Stagename Turned Superheros: Black Violin



Written By Abby Duran

Classically trained instrumentalists, Kevin Marcus and Wilner Baptiste, are bridging music and education at a time where diversity and culture are vital. Their message is simple: “You can do anything no matter who you are, even if it seems impossible”. Black Violin goes beyond stating the obvious. Kev and Wil B are advocacy superheroes; devoting time to teaching their skill sets on various platforms. Before performances, they coach younger musicians through educational programs and schools across the country. Moreover, they aim to cultivate the public on the meaning and ability of music.

“We want them to be inspired and feel like they can take on the world and do something outside of the box. Music is just the way we can do what we are here to do. It’s the way we can connect with people and grow; giving them the knowledge to complete themselves.”

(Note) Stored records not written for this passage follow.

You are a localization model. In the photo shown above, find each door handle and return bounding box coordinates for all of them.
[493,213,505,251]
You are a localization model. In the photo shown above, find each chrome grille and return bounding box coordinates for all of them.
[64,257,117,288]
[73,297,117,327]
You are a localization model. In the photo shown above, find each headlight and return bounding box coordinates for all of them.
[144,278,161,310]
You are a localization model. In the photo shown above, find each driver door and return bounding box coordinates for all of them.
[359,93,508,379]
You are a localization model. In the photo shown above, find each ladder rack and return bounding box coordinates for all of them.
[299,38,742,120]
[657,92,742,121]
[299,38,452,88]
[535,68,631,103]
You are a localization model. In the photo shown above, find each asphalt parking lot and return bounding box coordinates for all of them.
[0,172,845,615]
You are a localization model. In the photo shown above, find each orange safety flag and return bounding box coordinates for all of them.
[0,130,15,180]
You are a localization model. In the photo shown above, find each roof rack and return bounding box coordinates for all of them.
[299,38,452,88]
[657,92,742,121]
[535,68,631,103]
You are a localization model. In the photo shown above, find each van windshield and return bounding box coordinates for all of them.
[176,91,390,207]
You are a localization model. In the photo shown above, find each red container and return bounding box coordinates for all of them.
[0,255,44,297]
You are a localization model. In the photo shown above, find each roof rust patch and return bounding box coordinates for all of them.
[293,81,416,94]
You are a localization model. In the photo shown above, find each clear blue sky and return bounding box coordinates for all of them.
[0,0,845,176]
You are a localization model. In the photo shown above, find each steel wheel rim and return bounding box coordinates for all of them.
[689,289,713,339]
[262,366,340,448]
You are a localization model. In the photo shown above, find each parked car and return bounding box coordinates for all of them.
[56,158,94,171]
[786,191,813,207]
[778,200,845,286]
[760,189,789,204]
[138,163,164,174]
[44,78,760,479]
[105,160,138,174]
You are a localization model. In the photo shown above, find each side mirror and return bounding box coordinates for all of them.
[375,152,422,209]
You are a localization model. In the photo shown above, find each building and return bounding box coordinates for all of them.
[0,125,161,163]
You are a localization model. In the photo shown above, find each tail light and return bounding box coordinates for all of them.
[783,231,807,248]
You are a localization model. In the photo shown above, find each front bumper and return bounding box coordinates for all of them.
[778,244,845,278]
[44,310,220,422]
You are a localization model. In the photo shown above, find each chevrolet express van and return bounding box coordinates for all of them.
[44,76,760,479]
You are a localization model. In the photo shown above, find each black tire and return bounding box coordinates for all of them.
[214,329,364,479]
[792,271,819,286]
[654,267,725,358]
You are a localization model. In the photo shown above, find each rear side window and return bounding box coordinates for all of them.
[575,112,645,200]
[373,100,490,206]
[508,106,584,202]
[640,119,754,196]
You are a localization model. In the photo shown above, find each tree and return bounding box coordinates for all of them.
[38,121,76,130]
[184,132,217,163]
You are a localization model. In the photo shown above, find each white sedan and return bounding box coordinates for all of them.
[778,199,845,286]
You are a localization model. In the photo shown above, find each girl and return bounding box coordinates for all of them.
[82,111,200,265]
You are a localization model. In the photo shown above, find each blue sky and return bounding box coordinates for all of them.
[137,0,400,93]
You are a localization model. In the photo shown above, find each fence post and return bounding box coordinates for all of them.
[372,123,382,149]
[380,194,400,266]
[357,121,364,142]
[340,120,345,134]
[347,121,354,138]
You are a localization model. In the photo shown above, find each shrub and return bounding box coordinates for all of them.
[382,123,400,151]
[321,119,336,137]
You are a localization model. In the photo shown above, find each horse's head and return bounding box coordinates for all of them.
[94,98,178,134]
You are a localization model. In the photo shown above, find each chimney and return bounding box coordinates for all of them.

Kevin likes to think of himself as “a gardener; dispersing seeds and watering them.” He wants his audience members and scholars to have the same awareness in whatever field they wish to pursue. It’s that “fire” that keeps him going, but it wasn’t always this way:

“I actually wanted to play the sax, but I was placed in the wrong class. I didn’t wake up wanting to play the viola, but I kept going. Eventually, I would find myself trying to mimic other sounds on the strings. This kept opening doors for us and making it fun.”

Now the viola and violin have become second versions of themselves. It’s in the way they hold it and push their voices through it. So much love. “We evoke different emotions but love [music] at the same time in different ways.”

Although you might expect to hear classical redensions, Black Violin is a portal beyond musical boundaries. One where it might have seemed impossible before yet making way for other creatives and not just in the artistic realm. Kev and Wil B encourage people to “find themselves” and replant those same seeds.

“I think people need to know themselves enough to give away whatever it is they were meant to do. If you don’t know yourself, you’re losing touch with reality. There’s a TV show about two billionaires. One of them kept giving money away and said it was the best feeling in the world. He wasn’t happy until he started doing that act. Once we find ourselves, that’s where true happiness is. You won’t find it until you, yourself, attempt to figure it.”

Beyond the humble self-encouragement, expect a performance of expressionism in its emphatic form — the prisms of sound reflecting the engaging audience. Black Violin is breaking the stereotypes of traditional perceptions and audience interaction.

Black Violin will perform at The Gaillard Center on Friday, March 8, 2019.